Mandate INEC to learn from South Africa’s poll, HURIWA tells N’Assembly 

Onwubiko

Human Rights Writers Association of Nigeria (HURIWA) has called on the National Assembly to mandate the Independent National Electoral Commission (INEC) to emulate the conduct of the just conducted South African election. 
 
The organisation stressed the need for INEC to understudy the proceedings of the South African elections with a view to learning democratic values in that peaceful, transparent, and credible poll.  South Africa, on May 29, conducted elections to elect a new National Assembly and the provincial legislature in each of the nine provinces.
 
HURIWA, in a statement by its National Coordinator, Emmanuel Onwubiko, commended the electoral umpire in South Africa for demonstrating transparency and accountability, saying such disposition made the just ended election free of frictions. 
 
The rights group called for a constitutional amendments to remove the appointing of INEC commissioners and chairman as a sole duty of the President, but to provide adequate tenure protection for the INEC officials to safeguard free and fair elections.

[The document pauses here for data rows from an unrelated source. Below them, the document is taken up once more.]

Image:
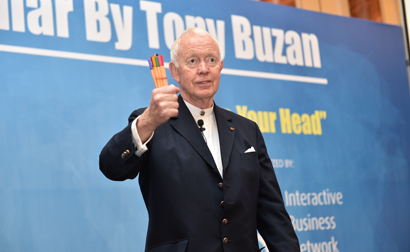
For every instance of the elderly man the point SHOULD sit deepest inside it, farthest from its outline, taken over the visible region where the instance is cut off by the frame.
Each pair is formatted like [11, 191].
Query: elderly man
[204, 172]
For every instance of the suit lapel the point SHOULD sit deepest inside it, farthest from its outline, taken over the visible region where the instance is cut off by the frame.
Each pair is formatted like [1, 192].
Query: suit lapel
[185, 125]
[226, 130]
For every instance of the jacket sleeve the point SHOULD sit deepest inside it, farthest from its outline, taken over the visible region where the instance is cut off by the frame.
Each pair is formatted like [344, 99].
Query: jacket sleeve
[273, 221]
[117, 159]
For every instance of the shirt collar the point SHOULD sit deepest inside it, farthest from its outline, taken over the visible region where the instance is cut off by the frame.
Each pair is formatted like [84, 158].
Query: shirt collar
[196, 112]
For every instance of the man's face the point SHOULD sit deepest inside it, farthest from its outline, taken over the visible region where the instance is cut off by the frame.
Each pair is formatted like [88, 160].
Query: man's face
[199, 69]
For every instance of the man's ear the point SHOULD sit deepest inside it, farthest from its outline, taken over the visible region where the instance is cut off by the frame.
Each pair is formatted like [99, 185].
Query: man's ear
[174, 71]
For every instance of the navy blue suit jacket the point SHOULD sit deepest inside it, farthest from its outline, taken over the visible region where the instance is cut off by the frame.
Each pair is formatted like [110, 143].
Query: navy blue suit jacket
[191, 208]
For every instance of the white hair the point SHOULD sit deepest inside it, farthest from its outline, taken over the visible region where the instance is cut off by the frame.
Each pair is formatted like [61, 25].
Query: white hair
[192, 30]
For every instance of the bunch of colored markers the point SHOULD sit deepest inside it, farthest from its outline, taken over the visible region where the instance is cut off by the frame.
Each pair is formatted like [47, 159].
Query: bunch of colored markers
[156, 64]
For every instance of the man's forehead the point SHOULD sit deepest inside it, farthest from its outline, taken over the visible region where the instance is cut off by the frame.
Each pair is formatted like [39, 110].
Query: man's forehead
[199, 45]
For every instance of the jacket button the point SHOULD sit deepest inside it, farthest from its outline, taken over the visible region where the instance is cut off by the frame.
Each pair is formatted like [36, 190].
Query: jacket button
[125, 154]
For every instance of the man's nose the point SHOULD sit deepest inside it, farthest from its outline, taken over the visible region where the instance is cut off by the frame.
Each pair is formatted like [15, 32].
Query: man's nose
[203, 68]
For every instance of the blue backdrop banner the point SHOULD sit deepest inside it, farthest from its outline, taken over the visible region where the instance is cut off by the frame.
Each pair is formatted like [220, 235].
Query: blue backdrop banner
[329, 93]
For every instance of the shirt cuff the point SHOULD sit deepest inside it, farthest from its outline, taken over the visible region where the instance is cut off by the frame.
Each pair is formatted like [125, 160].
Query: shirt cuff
[140, 148]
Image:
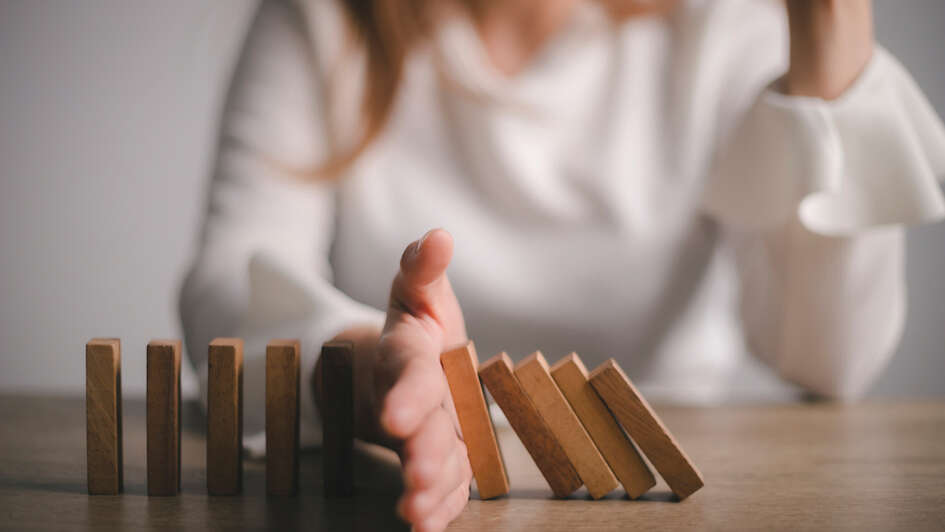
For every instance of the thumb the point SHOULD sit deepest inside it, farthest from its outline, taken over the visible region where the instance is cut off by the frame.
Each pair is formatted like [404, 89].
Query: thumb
[421, 283]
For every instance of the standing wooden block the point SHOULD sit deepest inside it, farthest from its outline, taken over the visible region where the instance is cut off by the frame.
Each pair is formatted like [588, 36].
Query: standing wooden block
[461, 366]
[496, 373]
[163, 417]
[282, 417]
[225, 417]
[103, 416]
[622, 457]
[338, 418]
[646, 429]
[536, 379]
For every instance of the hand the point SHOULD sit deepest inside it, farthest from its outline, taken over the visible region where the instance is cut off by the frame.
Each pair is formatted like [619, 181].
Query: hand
[402, 399]
[831, 43]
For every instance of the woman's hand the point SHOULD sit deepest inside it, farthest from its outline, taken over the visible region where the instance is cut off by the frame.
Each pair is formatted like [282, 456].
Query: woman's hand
[831, 43]
[402, 399]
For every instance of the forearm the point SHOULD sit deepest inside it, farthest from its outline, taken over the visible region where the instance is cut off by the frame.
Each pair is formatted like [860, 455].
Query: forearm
[831, 42]
[824, 312]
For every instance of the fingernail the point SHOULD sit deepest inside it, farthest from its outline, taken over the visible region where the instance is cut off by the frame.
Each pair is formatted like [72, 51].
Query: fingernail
[423, 239]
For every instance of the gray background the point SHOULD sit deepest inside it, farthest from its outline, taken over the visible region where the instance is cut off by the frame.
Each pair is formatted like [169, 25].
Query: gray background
[107, 130]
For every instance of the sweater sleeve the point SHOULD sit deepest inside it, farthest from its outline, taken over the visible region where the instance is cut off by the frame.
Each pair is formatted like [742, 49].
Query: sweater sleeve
[262, 270]
[815, 195]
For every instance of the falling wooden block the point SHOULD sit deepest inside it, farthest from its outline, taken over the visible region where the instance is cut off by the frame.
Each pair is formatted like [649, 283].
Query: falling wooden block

HURIWA recalled that this last election in South Africa was the seventh general election held under the conditions of universal adult suffrage since the end of the apartheid era in 1994. 
 
The group stated that although South Africa was known for a lot of violence and high crime rates, election was conducted in a relatively peaceful atmosphere devoid of interruptions by armed thugs. 
 
HURIWA encouraged the political parties in Nigeria, especially the All Progressives Congress, Peoples Democratic Party, to copy the positive signs of the collective decision of South African political elite to desist from enlisting the services of armed hirelings and street urchins to unleash bloody violence to disrupt electoral process. 

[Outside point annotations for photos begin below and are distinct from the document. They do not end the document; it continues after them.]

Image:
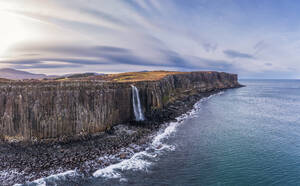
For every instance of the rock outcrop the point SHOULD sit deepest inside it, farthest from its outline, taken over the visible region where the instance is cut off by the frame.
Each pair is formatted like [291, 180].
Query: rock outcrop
[55, 109]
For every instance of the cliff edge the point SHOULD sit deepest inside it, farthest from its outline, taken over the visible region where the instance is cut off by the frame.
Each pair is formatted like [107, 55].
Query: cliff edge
[52, 109]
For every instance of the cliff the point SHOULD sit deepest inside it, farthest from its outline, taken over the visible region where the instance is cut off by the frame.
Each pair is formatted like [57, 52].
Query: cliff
[32, 110]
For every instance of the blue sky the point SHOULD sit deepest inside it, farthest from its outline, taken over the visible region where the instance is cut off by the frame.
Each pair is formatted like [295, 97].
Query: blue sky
[254, 38]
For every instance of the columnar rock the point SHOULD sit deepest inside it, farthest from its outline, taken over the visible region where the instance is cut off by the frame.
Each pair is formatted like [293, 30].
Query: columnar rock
[52, 109]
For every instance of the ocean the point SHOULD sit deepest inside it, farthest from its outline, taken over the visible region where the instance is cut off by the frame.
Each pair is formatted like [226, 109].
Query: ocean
[244, 136]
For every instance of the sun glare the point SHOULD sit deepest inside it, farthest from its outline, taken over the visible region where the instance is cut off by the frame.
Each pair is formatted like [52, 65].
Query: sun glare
[13, 30]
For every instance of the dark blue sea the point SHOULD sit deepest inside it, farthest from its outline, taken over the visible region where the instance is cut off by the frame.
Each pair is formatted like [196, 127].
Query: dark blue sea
[244, 136]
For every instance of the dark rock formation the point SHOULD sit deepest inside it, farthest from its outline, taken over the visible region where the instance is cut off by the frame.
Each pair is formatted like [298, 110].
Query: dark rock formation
[58, 109]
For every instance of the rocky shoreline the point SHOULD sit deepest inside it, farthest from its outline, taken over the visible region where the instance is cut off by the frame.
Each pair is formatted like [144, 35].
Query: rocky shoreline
[21, 162]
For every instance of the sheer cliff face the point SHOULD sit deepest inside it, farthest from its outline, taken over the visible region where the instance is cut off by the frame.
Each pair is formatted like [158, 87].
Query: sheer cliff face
[41, 110]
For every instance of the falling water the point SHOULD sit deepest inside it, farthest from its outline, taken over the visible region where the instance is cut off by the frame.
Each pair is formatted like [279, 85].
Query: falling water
[137, 104]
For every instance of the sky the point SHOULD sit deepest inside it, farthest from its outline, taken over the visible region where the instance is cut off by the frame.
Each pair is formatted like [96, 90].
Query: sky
[253, 38]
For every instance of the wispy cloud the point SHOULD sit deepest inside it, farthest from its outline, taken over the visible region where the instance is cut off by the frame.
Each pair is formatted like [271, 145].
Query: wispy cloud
[237, 54]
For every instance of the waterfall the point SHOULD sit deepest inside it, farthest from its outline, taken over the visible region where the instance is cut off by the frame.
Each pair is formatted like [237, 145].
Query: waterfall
[139, 116]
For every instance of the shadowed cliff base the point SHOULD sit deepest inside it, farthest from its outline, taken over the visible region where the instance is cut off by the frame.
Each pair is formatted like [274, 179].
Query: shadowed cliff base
[58, 109]
[55, 126]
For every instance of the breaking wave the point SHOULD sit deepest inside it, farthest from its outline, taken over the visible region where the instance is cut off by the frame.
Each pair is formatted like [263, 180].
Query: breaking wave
[143, 160]
[139, 161]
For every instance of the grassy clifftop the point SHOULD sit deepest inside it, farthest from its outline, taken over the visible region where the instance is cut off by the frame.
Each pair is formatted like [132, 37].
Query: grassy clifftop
[135, 76]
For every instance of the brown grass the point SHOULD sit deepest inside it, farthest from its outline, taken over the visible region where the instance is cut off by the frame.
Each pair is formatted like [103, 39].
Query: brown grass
[135, 76]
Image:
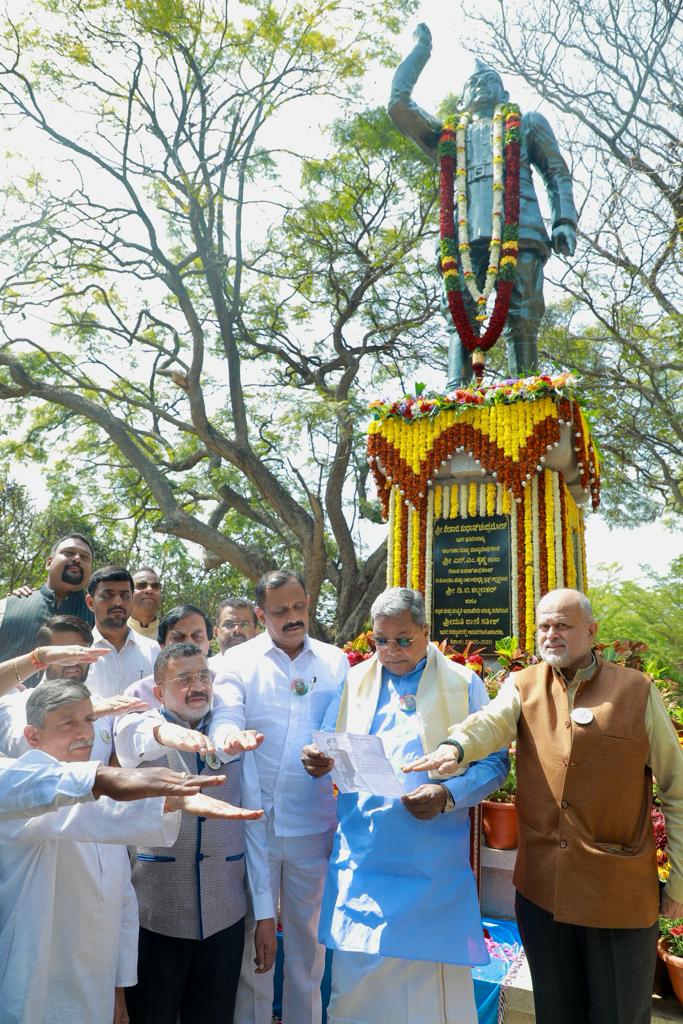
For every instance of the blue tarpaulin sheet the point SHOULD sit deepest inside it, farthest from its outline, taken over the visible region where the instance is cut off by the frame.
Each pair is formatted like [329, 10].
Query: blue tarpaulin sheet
[504, 947]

“HURIWA is also appealing to the Nigerian electorate to note that in South Africa,  the voters were never caught on camera collecting small bags of rice or being paid N5,000 per vote but for the fact that although millions of South African black voters are very poor and economically disabled, but they refused to be bribed or compromised to mortgage their electoral future to money bags but opted to exercise their constitutional freedom to choose their leaders, is a formidable force of positivity that other voters in the rest of Africa and especially in Nigeria should embrace so Democracy can be sustained in Africa”, it said.